La luz del sol matutino alumbra sin sentimientos el paisaje de los Monegros. Los montes de arenisca modelados por el viento emiten un oxidado fulgor de bronce bajo el cielo pálido, y en las torres de alta tensión se reúnen hasta cuatro o cinco nidos de cigüeñas. Conduzco hacia Valfonda de Santa Ana, un diminuto pueblo de colonización en el interior de la comarca. Allí vive, en compañía de su mujer, el único tío carnal que le queda a M. Durante el trayecto, además de cigüeñas, vemos cuervos, bandadas de estorninos, rapaces de tamaño mediano, grupos de pájaros pequeños que a nuestro paso levantan el vuelo en los zarzales del arcén de la carretera.

Valfonda es una plaza de la que irradian cuatro calles. El tío de M. está esperándonos en el principio de la suya y nos saluda con el brazo. Su presencia nos impacta a todos porque se parece muchísimo al yayo Antonio, su hermano. Aparco, salimos del coche, saludamos al matrimonio, sonreímos y nos alegramos de vernos después de tanto tiempo. Tienen una perrita que viene a nuestro encuentro balanceando el rabo. Mientras C. se agacha para jugar con ella me doy cuenta de que P. está llorando. ¿Qué te pasa, cariño?, le digo. Es que es igual que el yayo, dice, y me acuerdo mucho de él. Bueno, es verdad, se parece mucho, le digo, pero si te ve llorar nos pondremos todos muy tristes, ¿has visto qué perra más bonita tienen? Entonces P. se va con C. a jugar con el animal y se le pasa un poco la pena.

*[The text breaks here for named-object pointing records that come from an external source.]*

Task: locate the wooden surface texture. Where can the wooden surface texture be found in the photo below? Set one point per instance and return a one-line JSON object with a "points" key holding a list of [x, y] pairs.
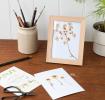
{"points": [[91, 75]]}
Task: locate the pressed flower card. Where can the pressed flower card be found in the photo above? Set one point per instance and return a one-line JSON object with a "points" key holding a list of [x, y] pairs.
{"points": [[66, 40]]}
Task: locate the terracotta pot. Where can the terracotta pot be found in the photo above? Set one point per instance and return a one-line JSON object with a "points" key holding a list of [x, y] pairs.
{"points": [[27, 40]]}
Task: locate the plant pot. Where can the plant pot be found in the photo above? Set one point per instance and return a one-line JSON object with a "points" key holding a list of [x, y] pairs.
{"points": [[99, 41], [27, 40]]}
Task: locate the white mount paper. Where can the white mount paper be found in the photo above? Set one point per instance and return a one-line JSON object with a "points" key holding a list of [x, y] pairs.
{"points": [[17, 77], [58, 83]]}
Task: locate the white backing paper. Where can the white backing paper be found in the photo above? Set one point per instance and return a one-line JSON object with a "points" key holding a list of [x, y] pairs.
{"points": [[58, 83]]}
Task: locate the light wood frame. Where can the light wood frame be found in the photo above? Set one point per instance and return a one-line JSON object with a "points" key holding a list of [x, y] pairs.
{"points": [[55, 19]]}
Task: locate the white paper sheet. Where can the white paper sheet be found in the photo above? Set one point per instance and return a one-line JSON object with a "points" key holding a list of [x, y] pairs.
{"points": [[17, 77], [58, 83]]}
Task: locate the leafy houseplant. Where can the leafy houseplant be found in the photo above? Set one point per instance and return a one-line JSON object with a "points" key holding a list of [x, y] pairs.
{"points": [[99, 36]]}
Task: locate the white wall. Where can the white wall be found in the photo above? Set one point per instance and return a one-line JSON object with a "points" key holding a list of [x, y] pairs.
{"points": [[8, 22]]}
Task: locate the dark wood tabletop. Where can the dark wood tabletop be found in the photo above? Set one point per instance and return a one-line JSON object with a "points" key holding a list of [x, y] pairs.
{"points": [[91, 76]]}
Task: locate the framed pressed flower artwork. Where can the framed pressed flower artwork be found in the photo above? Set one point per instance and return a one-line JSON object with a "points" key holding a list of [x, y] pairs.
{"points": [[66, 40]]}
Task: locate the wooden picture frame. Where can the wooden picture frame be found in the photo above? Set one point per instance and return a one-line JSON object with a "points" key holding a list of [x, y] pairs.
{"points": [[65, 40]]}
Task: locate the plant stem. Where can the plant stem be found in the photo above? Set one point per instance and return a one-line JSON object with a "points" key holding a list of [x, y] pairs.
{"points": [[69, 48]]}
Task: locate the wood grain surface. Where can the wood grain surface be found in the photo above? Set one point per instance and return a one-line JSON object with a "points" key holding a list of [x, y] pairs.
{"points": [[91, 75]]}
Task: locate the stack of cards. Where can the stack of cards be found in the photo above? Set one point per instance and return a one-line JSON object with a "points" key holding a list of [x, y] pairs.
{"points": [[58, 83]]}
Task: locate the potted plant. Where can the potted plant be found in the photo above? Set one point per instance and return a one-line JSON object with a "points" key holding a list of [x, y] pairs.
{"points": [[99, 36]]}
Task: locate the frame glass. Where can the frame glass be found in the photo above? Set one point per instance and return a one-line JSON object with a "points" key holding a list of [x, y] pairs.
{"points": [[66, 40]]}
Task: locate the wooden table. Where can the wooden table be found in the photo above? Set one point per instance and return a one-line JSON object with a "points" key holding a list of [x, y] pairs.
{"points": [[91, 75]]}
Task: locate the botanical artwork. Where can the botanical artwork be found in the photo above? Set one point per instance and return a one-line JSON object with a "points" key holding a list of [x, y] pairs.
{"points": [[66, 37]]}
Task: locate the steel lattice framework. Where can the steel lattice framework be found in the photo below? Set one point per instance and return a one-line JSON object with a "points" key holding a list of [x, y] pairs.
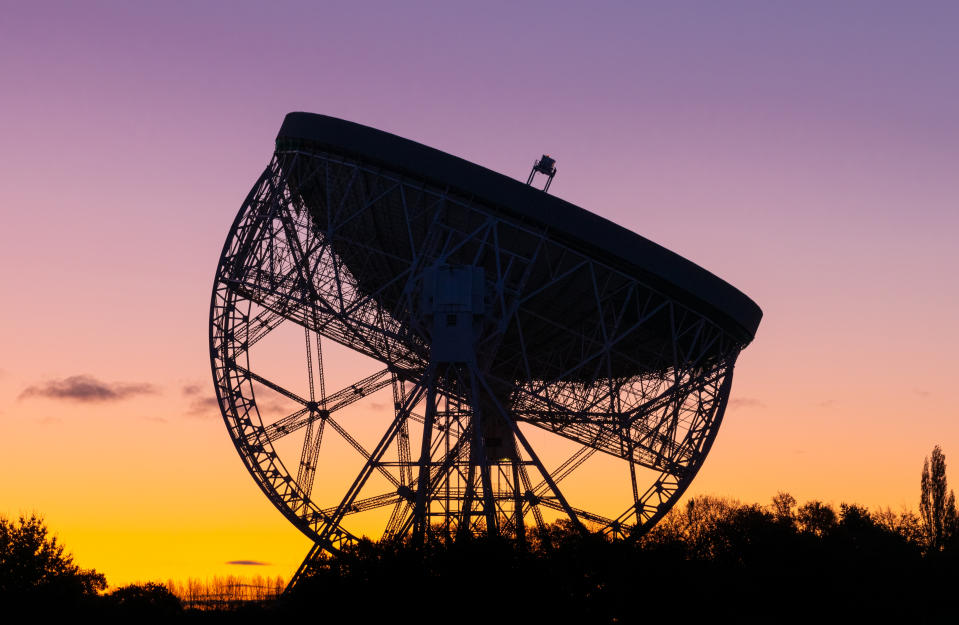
{"points": [[491, 334]]}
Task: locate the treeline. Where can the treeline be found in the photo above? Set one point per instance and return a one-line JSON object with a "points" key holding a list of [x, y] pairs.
{"points": [[710, 557], [226, 592], [707, 558]]}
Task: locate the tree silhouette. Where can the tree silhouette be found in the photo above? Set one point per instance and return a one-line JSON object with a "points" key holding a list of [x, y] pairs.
{"points": [[937, 510], [34, 568]]}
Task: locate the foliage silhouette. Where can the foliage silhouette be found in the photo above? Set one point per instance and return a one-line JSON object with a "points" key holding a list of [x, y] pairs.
{"points": [[35, 570], [143, 600], [937, 510]]}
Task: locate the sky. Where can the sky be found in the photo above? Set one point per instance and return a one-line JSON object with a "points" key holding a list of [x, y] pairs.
{"points": [[804, 152]]}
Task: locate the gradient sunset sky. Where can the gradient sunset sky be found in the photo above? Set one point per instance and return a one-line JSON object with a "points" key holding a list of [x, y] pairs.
{"points": [[807, 153]]}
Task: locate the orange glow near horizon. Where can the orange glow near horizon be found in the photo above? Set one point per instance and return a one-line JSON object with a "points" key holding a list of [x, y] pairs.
{"points": [[806, 154]]}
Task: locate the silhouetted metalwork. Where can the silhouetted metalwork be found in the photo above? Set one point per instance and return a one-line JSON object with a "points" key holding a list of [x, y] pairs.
{"points": [[545, 165], [509, 326]]}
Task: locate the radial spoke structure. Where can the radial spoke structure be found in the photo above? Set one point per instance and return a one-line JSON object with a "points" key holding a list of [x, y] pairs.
{"points": [[531, 380]]}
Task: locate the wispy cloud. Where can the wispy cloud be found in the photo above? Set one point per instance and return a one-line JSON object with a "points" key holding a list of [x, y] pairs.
{"points": [[86, 388], [746, 402]]}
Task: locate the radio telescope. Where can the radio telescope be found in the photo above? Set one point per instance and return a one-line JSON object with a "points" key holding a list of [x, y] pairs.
{"points": [[405, 344]]}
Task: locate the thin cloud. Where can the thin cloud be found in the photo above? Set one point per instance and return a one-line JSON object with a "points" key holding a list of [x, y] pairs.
{"points": [[203, 407], [192, 389], [746, 402], [87, 389]]}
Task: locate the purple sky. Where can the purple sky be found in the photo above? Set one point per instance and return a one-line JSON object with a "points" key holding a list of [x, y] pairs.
{"points": [[805, 152]]}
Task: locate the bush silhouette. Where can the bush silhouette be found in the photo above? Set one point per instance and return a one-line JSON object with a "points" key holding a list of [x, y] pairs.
{"points": [[35, 570]]}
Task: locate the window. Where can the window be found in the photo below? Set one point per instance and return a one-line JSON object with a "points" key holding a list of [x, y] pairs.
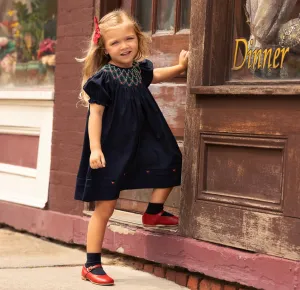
{"points": [[162, 15], [266, 40], [27, 42]]}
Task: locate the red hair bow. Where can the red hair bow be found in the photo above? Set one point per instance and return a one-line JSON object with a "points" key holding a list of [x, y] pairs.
{"points": [[97, 34]]}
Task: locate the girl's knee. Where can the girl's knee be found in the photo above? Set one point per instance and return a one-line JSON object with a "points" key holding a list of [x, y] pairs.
{"points": [[105, 208]]}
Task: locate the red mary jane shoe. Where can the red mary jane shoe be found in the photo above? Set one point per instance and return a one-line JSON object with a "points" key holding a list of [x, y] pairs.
{"points": [[157, 220], [95, 279]]}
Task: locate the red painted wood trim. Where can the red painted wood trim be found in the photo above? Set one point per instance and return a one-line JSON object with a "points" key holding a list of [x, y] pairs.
{"points": [[251, 269]]}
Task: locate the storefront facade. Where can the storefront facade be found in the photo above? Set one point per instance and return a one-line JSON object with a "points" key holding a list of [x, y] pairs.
{"points": [[238, 202]]}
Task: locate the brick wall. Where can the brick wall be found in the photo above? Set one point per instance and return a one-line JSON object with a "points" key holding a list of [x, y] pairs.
{"points": [[180, 276], [75, 20]]}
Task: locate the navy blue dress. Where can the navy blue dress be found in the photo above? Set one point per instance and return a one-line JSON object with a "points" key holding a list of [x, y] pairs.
{"points": [[139, 148]]}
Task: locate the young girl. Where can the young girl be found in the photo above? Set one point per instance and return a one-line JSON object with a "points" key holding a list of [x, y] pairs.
{"points": [[127, 143]]}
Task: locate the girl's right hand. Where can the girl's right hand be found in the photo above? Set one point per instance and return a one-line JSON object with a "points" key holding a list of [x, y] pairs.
{"points": [[97, 159]]}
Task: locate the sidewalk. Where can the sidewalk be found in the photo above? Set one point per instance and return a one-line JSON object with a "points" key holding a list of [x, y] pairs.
{"points": [[28, 262]]}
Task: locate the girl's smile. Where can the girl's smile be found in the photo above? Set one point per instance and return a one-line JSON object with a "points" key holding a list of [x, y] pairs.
{"points": [[121, 44]]}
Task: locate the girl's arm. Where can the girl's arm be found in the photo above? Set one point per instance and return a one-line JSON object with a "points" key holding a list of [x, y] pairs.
{"points": [[97, 159], [167, 73]]}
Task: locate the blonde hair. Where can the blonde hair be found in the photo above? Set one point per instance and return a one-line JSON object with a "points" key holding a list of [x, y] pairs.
{"points": [[95, 57]]}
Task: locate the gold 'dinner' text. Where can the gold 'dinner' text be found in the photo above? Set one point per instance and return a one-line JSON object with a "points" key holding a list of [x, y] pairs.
{"points": [[273, 58]]}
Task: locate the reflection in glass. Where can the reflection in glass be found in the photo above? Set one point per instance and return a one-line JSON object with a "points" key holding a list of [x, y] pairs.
{"points": [[143, 13], [271, 50], [166, 14], [185, 14], [27, 42]]}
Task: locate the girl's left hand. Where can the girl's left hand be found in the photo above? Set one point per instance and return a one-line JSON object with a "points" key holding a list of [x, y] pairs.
{"points": [[184, 58]]}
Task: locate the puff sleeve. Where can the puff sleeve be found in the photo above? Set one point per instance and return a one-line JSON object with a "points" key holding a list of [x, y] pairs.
{"points": [[146, 67], [97, 89]]}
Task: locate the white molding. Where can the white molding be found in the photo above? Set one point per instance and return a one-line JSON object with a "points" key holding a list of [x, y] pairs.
{"points": [[19, 130], [27, 94], [17, 170]]}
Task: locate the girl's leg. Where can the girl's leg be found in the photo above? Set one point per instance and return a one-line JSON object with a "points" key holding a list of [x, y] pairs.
{"points": [[97, 225], [95, 235]]}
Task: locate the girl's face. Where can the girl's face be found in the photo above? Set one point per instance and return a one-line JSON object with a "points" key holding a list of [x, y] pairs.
{"points": [[121, 43]]}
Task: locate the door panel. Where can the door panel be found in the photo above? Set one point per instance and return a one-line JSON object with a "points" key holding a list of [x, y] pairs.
{"points": [[242, 174]]}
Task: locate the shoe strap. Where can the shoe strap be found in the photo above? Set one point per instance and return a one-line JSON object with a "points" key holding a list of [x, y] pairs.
{"points": [[89, 269]]}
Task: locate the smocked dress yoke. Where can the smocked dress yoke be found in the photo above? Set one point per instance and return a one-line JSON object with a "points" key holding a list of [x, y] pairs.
{"points": [[138, 145]]}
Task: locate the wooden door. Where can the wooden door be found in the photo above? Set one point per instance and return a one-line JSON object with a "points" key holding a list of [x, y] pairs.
{"points": [[167, 21]]}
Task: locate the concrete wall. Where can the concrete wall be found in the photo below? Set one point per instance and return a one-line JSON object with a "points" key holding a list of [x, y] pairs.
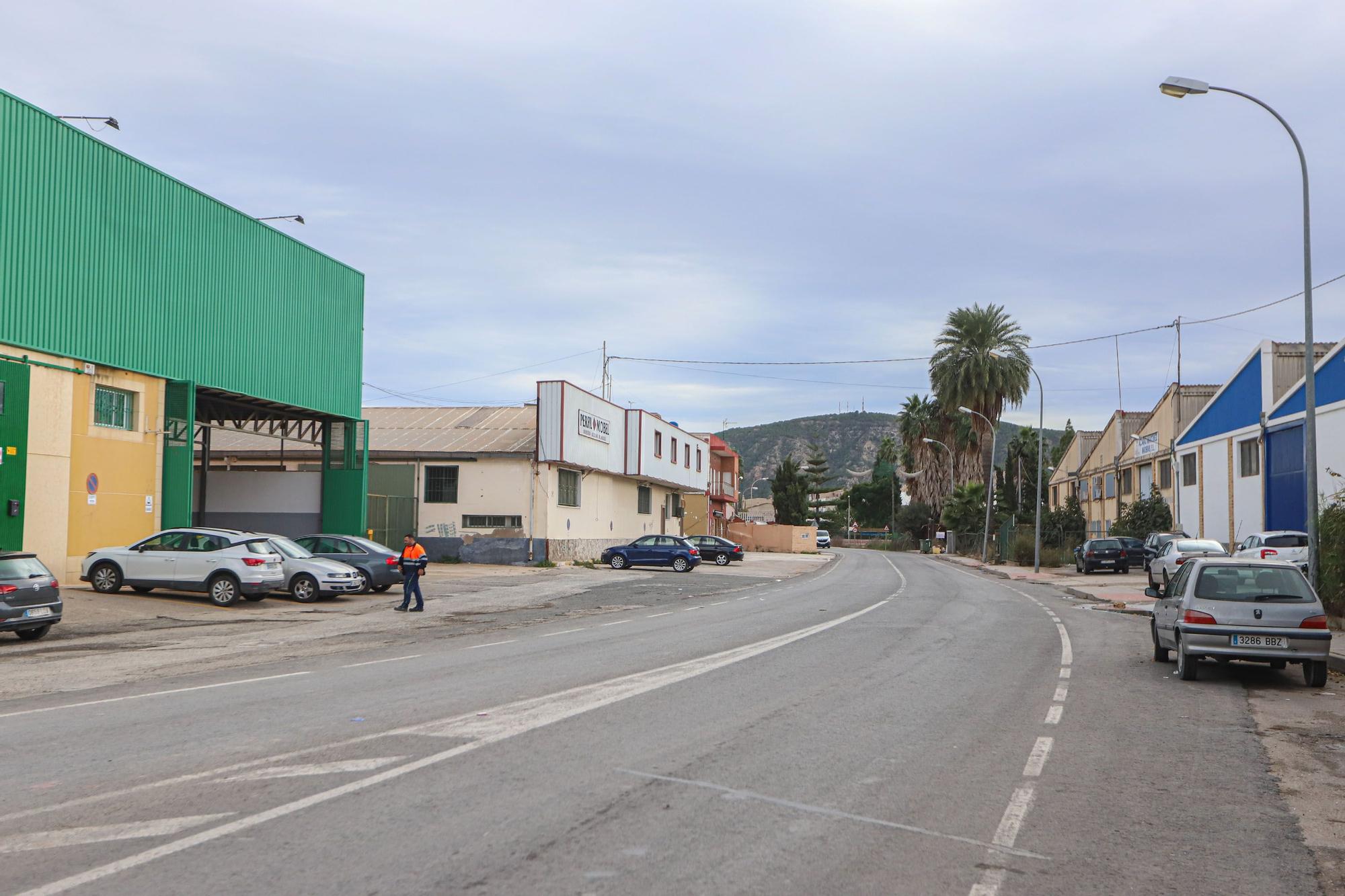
{"points": [[486, 486], [781, 540], [128, 464], [484, 551]]}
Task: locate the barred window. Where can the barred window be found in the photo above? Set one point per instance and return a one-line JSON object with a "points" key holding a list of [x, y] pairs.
{"points": [[440, 485], [114, 408], [568, 494]]}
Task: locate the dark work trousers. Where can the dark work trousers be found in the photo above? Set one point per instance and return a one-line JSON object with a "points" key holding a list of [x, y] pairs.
{"points": [[411, 585]]}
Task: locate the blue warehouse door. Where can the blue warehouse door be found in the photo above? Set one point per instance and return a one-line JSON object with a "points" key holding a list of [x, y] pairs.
{"points": [[1286, 495]]}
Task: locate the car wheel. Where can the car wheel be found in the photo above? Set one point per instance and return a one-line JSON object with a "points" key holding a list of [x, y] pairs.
{"points": [[1315, 673], [224, 591], [106, 579], [1186, 663], [305, 588]]}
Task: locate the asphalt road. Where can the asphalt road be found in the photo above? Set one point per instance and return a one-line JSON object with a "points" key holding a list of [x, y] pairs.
{"points": [[890, 724]]}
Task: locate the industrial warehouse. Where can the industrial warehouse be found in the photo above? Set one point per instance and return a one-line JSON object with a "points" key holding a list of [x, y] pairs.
{"points": [[138, 318]]}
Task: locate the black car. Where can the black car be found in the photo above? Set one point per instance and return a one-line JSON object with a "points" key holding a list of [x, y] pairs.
{"points": [[1101, 553], [30, 596], [1135, 549], [1155, 542], [376, 563], [720, 551]]}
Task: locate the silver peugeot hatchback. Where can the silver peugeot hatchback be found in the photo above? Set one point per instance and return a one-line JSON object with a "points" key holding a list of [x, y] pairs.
{"points": [[1230, 608]]}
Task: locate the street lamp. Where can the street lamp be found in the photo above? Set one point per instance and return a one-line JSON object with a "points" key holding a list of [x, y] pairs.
{"points": [[991, 482], [1180, 88]]}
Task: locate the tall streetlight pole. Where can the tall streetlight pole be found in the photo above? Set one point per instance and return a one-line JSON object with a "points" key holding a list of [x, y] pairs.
{"points": [[991, 482], [1184, 87]]}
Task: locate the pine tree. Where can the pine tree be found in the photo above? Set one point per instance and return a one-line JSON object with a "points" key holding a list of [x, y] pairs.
{"points": [[790, 494], [818, 481]]}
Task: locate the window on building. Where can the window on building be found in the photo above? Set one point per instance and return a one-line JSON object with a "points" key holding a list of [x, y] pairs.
{"points": [[1188, 470], [492, 521], [440, 485], [114, 408], [1249, 458], [568, 494]]}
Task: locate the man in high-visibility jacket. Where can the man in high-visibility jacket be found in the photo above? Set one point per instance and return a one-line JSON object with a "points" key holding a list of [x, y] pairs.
{"points": [[412, 564]]}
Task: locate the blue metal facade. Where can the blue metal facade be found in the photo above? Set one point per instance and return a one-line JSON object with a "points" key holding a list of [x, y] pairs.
{"points": [[1237, 407], [1331, 388], [1286, 489]]}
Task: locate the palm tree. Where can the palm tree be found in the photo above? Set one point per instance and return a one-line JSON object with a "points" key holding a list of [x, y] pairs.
{"points": [[966, 374]]}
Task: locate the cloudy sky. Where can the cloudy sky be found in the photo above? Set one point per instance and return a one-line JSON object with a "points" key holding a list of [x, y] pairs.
{"points": [[770, 181]]}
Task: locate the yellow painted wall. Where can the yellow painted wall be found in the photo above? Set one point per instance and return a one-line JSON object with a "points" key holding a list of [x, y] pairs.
{"points": [[126, 462]]}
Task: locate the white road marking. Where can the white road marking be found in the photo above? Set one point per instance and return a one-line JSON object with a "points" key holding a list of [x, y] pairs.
{"points": [[157, 693], [373, 662], [1038, 759], [824, 810], [103, 833], [317, 768], [494, 643], [500, 724]]}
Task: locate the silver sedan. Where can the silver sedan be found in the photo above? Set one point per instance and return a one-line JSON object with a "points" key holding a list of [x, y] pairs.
{"points": [[1172, 556], [310, 577], [1230, 608]]}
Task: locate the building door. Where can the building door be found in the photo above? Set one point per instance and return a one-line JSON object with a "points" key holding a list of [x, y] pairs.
{"points": [[1286, 497], [14, 454]]}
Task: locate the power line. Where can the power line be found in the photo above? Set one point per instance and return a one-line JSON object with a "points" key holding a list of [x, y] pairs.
{"points": [[1046, 345]]}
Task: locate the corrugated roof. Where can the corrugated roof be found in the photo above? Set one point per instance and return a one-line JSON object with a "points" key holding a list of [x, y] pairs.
{"points": [[466, 431]]}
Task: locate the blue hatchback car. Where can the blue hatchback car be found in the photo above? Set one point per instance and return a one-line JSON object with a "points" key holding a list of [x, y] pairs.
{"points": [[654, 551]]}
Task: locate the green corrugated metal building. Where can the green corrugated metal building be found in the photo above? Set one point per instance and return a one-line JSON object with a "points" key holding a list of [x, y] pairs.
{"points": [[108, 261]]}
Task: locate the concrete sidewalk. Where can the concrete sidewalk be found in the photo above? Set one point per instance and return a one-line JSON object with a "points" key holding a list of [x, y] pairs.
{"points": [[1112, 592]]}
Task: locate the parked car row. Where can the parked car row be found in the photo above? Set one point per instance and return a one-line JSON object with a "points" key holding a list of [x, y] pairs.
{"points": [[228, 565]]}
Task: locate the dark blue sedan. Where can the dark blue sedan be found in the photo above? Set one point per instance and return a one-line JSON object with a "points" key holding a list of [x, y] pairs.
{"points": [[654, 551]]}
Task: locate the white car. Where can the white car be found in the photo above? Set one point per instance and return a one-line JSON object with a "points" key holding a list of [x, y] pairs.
{"points": [[223, 563], [1172, 556], [310, 577], [1285, 545]]}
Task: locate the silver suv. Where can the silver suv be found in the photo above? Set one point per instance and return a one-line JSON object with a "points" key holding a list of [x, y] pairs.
{"points": [[223, 563], [1227, 608]]}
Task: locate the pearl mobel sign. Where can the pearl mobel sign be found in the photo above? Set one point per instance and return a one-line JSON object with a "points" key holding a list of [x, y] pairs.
{"points": [[595, 427]]}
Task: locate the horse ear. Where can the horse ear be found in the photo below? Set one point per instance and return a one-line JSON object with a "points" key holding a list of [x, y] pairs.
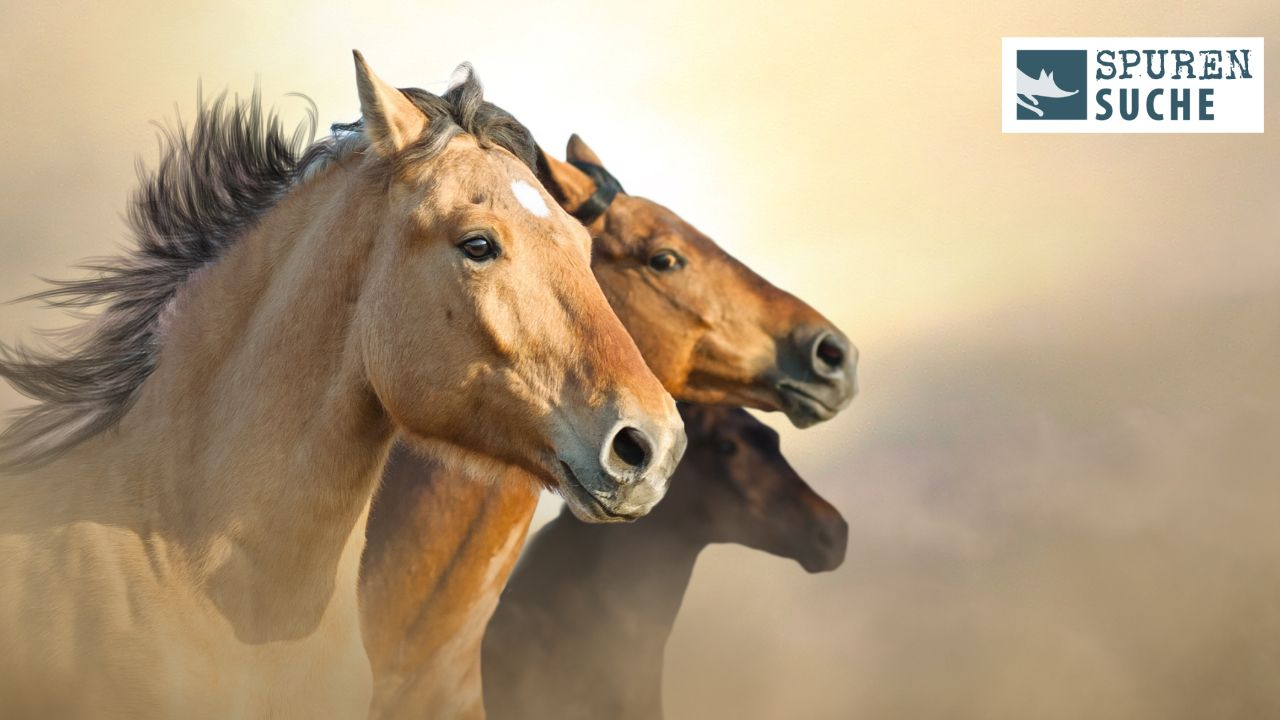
{"points": [[391, 121], [570, 186], [580, 153]]}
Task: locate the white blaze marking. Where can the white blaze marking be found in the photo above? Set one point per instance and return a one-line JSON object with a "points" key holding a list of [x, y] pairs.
{"points": [[530, 199]]}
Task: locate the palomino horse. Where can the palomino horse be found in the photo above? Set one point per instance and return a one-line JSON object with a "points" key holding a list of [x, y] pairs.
{"points": [[440, 546], [583, 625], [183, 536]]}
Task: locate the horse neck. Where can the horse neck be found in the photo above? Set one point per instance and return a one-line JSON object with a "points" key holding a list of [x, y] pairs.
{"points": [[611, 591], [460, 536], [256, 441]]}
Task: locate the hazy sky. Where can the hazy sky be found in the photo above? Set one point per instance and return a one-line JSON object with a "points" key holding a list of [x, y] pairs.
{"points": [[1061, 472]]}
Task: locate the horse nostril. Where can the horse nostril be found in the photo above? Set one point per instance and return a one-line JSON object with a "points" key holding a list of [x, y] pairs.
{"points": [[629, 445], [831, 352]]}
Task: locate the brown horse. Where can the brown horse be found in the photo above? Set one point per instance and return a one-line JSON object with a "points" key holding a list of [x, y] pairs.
{"points": [[440, 545], [183, 531], [584, 621]]}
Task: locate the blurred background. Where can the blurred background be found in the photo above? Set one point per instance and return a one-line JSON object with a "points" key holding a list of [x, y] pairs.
{"points": [[1064, 469]]}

Comemos sopa de cocido, ensalada y ternasco a la brasa, regado con vino tinto de Ribera del Duero. Con el café aparecen álbumes de fotografías en blanco y negro. En ellos hay abuelos, tíos, primos y también antepasados desconocidos y lejanos como extranjeros. En algunas imágenes está M. con ocho o nueve años, con doce. Siempre me conmueven profundamente las fotografías de mi mujer cuando era pequeña, en ellas observo su precioso rostro radiante de felicidad infantil y me doy cuenta de lo que me ha entregado, del maravilloso milagro que el amor significa en realidad.

A eso de las cinco de la tarde nos vamos. Prometemos llamarles por teléfono cuando lleguemos a casa. Conduzco junto a la vía del tren, conduzco junto al canal de hormigón por donde no baja ni una gota de agua. Los cuervos se calientan en los tejados de las pocas casas de adobe que salpican aquí y allá este paisaje que tanto me gusta. No hay una sola nube en el cielo casi blanco. Algo en mi interior me dice que todo está bien. Disfruta de todo esto, dice, y lo hago.